First: where does repair capacity fail as a system rather than as an isolated disease label? Bone remodeling, lipid regulation, immune response, follicle cycling, and tissue renewal all provide observable ways to think about set-point drift. A useful note must say which mechanism it is discussing and which measurement would change if the mechanism mattered.
Second: which interventions have human evidence, and what kind? The evidence tracker will separate in vitro work, animal work, human pilot data, randomized human studies, and approved uses for non-aging indications. The label matters because public discussion often compresses these tiers into one excitement level.

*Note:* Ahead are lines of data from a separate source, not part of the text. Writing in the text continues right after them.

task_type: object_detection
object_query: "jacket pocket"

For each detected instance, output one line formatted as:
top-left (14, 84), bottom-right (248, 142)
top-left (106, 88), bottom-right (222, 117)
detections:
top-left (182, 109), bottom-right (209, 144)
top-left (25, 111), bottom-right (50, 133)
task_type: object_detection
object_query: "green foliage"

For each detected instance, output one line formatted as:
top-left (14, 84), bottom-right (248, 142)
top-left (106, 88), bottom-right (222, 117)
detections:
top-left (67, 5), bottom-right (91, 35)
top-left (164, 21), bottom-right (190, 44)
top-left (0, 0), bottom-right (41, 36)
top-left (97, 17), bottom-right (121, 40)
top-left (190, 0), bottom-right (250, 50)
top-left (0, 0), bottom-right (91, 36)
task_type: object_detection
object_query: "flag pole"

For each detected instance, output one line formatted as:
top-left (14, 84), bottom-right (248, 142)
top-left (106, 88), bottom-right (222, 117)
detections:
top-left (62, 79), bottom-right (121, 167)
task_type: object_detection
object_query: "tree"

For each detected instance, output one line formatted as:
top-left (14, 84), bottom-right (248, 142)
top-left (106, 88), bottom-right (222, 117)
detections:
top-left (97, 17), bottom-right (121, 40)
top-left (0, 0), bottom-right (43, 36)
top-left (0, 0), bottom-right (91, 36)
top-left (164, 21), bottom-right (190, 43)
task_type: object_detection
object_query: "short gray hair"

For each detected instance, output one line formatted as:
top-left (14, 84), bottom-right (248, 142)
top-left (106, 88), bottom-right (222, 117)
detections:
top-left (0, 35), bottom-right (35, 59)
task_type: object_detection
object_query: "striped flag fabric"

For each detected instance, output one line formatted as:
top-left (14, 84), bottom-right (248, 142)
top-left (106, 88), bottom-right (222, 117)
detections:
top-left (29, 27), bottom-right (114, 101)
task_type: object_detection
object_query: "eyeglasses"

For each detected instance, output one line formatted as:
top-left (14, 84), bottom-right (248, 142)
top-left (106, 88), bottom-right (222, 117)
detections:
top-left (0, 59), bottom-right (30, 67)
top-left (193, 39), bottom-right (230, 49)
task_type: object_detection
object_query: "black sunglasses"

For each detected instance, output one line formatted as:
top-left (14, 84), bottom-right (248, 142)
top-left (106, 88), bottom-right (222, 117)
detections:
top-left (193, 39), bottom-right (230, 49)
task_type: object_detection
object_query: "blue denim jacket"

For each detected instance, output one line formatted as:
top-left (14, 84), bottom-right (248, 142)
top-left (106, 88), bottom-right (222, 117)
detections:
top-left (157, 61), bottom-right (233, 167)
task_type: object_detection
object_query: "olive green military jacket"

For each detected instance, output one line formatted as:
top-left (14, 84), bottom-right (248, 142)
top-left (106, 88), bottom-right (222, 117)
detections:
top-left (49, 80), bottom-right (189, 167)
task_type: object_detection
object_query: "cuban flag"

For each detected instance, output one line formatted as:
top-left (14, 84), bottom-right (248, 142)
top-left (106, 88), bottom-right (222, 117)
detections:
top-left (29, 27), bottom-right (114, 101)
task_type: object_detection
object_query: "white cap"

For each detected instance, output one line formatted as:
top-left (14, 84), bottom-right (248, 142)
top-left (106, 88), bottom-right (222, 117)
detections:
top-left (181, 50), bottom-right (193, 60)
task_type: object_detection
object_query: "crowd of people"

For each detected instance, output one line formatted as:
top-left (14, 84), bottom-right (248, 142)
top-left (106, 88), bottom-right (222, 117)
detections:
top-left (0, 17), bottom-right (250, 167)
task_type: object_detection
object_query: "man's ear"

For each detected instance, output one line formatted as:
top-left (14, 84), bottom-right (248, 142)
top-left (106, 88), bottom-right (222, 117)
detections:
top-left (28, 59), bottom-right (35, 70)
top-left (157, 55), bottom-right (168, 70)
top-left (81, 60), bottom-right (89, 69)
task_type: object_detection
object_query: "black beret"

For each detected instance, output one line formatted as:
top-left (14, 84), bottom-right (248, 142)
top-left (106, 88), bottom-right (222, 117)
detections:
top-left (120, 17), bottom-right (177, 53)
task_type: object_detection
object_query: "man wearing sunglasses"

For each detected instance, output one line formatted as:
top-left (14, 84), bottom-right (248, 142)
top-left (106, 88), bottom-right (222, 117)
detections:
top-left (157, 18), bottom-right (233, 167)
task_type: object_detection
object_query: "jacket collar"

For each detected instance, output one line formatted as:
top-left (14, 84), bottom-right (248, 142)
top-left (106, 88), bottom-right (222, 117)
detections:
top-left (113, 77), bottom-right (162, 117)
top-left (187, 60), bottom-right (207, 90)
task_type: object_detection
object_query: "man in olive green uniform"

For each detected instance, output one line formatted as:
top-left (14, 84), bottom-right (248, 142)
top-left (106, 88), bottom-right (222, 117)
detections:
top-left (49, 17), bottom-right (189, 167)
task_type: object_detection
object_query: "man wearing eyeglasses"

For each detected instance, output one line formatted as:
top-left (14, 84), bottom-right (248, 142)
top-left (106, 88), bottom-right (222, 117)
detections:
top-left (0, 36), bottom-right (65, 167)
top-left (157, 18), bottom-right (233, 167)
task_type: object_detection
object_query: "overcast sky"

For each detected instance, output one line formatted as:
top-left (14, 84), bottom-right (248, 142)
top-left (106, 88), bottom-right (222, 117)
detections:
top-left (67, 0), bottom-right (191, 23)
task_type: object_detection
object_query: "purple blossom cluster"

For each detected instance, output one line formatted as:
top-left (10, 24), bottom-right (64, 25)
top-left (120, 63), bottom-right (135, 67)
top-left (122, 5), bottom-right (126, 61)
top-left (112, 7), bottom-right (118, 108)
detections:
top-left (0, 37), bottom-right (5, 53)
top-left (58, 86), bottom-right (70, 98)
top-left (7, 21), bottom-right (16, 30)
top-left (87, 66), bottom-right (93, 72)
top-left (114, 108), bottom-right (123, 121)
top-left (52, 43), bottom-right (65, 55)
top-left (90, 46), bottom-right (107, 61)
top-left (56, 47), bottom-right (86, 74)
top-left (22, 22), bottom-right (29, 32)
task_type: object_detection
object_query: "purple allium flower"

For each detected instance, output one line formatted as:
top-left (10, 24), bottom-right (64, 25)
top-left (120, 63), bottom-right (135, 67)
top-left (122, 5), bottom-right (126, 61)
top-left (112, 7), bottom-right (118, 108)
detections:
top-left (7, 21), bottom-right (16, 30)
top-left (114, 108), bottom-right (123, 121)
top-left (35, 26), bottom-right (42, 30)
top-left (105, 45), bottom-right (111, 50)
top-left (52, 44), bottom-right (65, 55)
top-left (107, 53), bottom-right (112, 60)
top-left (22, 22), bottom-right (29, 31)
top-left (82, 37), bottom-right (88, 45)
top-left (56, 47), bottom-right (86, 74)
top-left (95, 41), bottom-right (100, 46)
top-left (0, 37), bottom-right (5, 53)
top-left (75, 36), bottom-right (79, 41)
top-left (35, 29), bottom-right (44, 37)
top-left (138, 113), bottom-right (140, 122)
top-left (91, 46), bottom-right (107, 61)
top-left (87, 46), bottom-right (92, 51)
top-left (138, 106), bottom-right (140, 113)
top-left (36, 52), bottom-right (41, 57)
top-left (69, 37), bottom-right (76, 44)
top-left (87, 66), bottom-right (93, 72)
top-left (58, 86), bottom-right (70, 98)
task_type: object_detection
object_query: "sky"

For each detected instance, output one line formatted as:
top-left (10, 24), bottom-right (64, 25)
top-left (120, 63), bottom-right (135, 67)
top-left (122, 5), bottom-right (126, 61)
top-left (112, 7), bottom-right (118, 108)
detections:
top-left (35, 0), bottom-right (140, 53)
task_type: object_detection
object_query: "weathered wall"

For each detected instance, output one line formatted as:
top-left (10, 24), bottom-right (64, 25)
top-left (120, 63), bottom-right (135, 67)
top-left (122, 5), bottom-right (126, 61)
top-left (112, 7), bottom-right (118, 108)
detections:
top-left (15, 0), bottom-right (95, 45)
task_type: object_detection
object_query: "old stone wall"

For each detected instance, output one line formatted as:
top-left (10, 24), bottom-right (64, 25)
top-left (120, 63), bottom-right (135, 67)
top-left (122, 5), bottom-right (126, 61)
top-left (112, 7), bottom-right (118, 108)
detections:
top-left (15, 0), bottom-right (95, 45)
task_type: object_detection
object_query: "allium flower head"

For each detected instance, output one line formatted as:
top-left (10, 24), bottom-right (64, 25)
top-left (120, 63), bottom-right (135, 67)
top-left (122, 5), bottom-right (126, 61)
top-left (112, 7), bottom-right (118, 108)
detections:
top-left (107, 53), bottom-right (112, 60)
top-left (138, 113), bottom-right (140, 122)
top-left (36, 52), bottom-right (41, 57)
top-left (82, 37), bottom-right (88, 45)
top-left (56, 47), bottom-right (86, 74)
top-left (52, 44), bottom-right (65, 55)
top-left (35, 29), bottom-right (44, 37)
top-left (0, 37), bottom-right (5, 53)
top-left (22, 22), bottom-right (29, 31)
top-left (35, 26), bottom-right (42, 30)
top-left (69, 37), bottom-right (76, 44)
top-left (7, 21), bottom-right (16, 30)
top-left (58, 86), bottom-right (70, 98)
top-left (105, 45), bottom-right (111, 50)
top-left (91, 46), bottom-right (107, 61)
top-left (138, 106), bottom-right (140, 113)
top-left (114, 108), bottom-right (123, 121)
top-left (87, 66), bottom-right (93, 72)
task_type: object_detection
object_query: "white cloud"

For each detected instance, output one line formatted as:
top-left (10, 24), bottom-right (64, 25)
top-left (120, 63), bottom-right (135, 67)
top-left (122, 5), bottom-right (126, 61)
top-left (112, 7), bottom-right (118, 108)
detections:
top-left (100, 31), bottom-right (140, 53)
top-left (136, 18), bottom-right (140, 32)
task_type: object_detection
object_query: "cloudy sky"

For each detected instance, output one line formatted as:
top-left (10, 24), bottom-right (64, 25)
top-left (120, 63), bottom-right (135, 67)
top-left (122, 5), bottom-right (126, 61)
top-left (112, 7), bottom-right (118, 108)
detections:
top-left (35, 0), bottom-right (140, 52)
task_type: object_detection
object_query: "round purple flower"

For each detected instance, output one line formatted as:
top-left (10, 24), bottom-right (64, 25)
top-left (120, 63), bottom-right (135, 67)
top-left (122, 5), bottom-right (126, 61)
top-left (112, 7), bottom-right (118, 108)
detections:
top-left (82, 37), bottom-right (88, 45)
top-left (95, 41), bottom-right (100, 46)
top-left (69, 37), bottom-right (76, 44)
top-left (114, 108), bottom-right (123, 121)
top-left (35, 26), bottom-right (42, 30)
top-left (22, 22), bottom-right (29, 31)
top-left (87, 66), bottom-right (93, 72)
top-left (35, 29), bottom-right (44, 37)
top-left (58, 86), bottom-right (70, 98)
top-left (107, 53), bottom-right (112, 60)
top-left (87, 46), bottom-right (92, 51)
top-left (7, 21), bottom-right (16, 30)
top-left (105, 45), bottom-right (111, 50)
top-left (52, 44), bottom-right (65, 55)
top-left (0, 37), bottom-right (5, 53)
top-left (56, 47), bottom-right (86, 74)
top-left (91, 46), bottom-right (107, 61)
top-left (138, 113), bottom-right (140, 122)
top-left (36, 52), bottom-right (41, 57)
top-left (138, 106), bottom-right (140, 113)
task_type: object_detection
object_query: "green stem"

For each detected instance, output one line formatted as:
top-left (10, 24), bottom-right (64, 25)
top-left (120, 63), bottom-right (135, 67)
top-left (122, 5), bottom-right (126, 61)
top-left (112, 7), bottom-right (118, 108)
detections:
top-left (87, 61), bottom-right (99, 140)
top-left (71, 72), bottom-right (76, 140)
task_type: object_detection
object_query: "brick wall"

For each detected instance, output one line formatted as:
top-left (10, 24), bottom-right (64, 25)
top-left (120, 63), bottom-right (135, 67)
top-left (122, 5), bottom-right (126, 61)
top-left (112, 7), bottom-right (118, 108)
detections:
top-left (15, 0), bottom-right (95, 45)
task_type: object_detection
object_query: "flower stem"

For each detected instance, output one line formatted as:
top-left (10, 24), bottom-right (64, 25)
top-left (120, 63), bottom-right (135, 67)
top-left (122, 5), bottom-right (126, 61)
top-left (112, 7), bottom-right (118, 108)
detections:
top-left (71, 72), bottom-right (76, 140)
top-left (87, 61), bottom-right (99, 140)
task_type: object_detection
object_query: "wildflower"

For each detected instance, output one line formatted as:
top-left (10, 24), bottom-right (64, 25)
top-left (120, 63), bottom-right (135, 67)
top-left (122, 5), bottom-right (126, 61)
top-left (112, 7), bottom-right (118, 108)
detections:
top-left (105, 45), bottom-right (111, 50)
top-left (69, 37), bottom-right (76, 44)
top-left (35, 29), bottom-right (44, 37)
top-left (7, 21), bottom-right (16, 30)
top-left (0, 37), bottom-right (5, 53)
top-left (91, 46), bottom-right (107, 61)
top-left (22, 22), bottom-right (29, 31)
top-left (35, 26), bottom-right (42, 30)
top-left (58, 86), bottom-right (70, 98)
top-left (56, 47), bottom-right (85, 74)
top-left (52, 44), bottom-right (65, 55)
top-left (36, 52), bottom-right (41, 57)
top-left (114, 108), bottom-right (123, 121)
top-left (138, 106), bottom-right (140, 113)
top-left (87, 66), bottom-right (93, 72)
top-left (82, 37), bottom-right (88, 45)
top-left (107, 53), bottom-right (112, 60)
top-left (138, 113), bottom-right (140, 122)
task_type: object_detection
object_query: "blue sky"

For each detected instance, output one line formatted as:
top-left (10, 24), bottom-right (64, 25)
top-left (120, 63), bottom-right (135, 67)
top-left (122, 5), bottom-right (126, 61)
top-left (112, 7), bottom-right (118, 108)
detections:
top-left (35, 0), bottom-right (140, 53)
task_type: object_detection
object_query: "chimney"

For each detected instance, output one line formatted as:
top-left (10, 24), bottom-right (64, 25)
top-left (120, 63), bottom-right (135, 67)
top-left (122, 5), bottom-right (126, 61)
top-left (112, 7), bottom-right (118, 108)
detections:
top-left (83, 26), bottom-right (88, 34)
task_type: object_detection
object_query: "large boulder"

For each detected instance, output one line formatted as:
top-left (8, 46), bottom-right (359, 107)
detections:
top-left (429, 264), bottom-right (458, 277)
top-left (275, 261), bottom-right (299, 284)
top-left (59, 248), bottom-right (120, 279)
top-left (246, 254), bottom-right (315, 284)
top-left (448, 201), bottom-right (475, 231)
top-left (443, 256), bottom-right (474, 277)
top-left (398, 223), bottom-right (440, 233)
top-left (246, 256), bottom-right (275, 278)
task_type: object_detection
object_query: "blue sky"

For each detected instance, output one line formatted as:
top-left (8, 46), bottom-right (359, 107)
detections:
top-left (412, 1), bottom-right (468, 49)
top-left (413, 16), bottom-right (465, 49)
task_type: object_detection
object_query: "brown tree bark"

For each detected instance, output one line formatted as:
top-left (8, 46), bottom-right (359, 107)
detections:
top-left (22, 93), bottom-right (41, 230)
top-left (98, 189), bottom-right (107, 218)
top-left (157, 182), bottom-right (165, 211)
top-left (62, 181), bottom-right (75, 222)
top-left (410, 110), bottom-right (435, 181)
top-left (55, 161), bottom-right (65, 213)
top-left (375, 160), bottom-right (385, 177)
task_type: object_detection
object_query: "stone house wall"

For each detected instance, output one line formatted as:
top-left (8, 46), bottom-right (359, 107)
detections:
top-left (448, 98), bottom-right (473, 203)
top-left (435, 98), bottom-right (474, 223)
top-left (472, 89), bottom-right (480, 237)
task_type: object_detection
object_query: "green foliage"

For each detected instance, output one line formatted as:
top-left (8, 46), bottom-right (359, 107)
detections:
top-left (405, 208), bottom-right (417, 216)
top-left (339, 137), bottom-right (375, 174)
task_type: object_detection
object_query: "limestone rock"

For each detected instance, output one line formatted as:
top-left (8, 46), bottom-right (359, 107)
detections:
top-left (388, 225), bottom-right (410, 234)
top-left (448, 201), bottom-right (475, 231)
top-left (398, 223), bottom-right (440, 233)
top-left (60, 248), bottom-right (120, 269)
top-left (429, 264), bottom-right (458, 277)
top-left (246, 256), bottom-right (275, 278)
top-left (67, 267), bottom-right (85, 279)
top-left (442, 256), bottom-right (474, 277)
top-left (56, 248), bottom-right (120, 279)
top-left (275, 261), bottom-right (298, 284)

Third: which endpoints are meaningful? A biomarker can be useful without being sufficient. A functional endpoint can matter even when it is narrower than the story people want to tell. BioConst will mark whether a source reports feasibility, biomarker movement, functional outcomes, disease endpoints, or only a mechanism hypothesis.
Fourth: where are the safety boundaries? The tracker will not hide the difference between a dietary pattern, a prescription drug, a gene-expression experiment, and a cell-state intervention. If an item requires clinician context, that belongs in the first line of the record.
Our Approach
BioConst is built as an evidence ledger before it is a publication surface.
The initial tool is the aging intervention evidence tracker: intervention, mechanism, evidence tier, claim boundary, safety boundary, and source. The first entries cover dasatinib plus quercetin, rapamycin-class mTOR inhibition, partial cellular reprogramming, and proteostasis or macroautophagy support as a framework tag. Each item is constrained by source links and a claim boundary.
The editorial rule is simple: a note should become less vague as it becomes more ambitious. If an article says a mechanism matters, it should name the mechanism. If it says an intervention worked, it should say in what organism, with what endpoint, over what duration, and under what design. If it mentions humans, it should say whether the source is a trial record, an open-label pilot, a randomized trial, or an approved clinical indication.
BioConst does not need loud promises. It needs a durable map of biological drift and evidence quality. The first question remains open: which biological constants fail early enough, measurably enough, and safely enough to become real repair targets?